Major Cyberattack Disrupts Thousands of Universities Worldwide
Canvas, the widely used educational platform, suffered a devastating cyberattack that crippled services across approximately 9,000 universities and colleges in the US, Canada, Australia, and the UK. The breach forced widespread exam disruptions and exposed sensitive student and institutional data.
Hackers Threaten to Release 3.5 Terabytes of Confidential Data
The attackers seized an immense trove of information—around 3.5 terabytes—containing sensitive details from students and academic institutions. They demanded a ransom and threatened to publicly release the stolen data, sparking alarm across the global education sector.
Instructure Strikes Controversial Deal to Protect Data Privacy
Instructure, the company behind Canvas, confirmed it has negotiated an agreement with the hackers. The cybercriminals claim to have deleted the stolen data and vowed not to extort students or educational organizations further.
While this move aims to safeguard private information, paying hackers contradicts the firm guidance of international law enforcement agencies. Experts warn that such payments can encourage future attacks and provide no guarantee that the data is truly erased.

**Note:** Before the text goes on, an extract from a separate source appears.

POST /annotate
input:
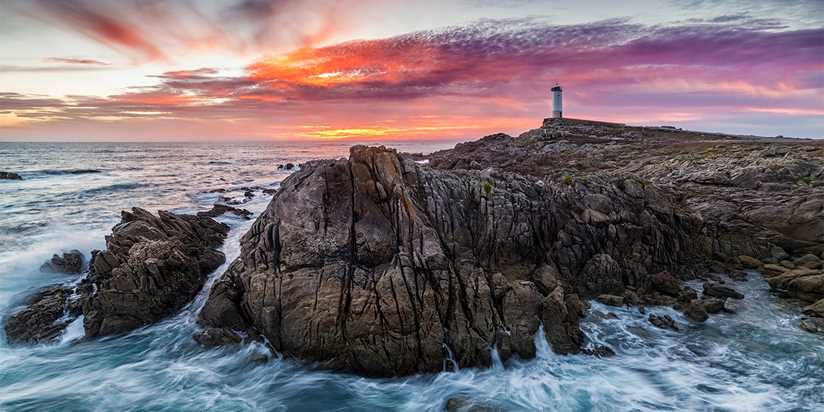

Risks of Ransom Payments Highlighted by Past Incidents
History reveals stark risks: cybercriminals often accept ransoms without honoring promises to delete stolen data. For instance, after the National Crime Agency compromised the notorious LockBit ransomware group, investigators discovered that the stolen information remained intact despite ransom payments.
Instructure Emphasizes Commitment to Data Protection
In a public statement, Instructure underscored its unwavering priority to safeguard the personal data of students and educational staff. The company’s prompt action reflects the high stakes involved in securing academic environments from increasingly sophisticated cyber threats.